Because of these views, shared by millions, Stock was ‘cancelled’ and quit her professorship at Sussex University in 2021. Now she faces a fresh campaign from undergraduates determined to prevent her from speaking.
The row exposes a terrible truth. Former Conservative prime minister Harold Macmillan called the Oxford Union ‘the last bastion of free speech’. But that bastion has crumbled, as Oxford’s shrill students try — and often succeed — in silencing anyone whose opinions differ from their own.
I graduated from Cambridge in 2020. During my three years at the university, I gazed open-mouthed at the increasingly ridiculous parade of hypocrisy and virtue-signalling that now rules university life.
So I am not even slightly surprised by the Stock affair. What shocks me, instead, is that she was invited in the first place: few people holding even remotely controversial views are permitted to air them nowadays in our top universities.

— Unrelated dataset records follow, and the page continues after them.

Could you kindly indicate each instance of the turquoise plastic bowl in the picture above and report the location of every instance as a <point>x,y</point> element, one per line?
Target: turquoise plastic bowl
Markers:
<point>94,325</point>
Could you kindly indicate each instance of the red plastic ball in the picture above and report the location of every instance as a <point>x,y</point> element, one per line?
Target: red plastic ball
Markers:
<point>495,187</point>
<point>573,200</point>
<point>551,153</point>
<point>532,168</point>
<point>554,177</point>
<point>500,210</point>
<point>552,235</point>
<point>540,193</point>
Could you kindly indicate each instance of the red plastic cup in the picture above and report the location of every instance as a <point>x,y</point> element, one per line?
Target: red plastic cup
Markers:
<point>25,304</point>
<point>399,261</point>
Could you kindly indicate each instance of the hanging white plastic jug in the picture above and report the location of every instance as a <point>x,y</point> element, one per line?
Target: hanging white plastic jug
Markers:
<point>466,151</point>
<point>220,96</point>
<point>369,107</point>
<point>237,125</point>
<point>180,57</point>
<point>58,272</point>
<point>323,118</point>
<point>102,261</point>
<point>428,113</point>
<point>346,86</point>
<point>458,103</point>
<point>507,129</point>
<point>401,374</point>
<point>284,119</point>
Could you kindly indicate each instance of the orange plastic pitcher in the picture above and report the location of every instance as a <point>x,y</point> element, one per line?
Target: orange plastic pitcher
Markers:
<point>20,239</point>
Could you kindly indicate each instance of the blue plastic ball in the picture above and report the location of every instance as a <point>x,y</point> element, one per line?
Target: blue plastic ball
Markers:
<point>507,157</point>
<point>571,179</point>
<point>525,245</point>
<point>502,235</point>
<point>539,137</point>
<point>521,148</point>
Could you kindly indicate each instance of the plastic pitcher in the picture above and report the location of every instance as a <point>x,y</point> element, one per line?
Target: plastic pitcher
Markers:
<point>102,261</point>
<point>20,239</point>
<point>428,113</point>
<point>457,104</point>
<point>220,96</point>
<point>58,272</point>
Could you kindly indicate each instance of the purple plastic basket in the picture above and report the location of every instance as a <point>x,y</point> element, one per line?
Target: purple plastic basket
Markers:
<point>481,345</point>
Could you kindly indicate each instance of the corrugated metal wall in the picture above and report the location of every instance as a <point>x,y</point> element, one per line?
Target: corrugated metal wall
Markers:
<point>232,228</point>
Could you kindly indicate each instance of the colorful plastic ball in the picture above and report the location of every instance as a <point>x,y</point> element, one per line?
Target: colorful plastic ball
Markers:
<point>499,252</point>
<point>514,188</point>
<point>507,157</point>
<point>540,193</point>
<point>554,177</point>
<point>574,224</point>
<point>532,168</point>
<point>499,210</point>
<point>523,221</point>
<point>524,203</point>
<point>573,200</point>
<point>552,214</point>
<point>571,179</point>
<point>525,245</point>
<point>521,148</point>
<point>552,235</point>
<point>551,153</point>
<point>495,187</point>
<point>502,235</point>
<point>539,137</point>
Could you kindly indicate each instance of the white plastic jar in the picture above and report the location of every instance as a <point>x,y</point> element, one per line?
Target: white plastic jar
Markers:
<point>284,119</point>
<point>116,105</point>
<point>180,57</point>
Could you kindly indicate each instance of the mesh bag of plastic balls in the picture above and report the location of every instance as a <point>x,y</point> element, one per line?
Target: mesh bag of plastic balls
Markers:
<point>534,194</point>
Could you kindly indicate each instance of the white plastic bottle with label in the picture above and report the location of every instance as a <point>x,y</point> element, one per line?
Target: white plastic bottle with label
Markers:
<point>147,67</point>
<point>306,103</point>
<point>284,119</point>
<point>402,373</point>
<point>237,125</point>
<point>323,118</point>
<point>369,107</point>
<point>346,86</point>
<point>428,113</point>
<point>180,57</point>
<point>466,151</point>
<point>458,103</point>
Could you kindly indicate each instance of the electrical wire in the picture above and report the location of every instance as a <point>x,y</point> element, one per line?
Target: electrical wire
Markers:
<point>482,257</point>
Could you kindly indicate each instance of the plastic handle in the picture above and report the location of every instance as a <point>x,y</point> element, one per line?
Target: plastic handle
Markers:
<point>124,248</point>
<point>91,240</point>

A raft of leading names have been banned from speaking at Cambridge in recent years, from rock star Canadian philosopher Professor Jordan Peterson to historian Andrew Graham-Dixon and even veteran feminist Germaine Greer.
Only last Friday, a rabble of Cambridge students protested the visit of Simon Fanshawe, the co-founder of the gay-rights group Stonewall, who also has gender-critical views, by walking out of his lecture while brandishing the transgender flag. Outside, others did their best to disrupt Fanshawe’s speech by banging drums and shaking the doors to the building.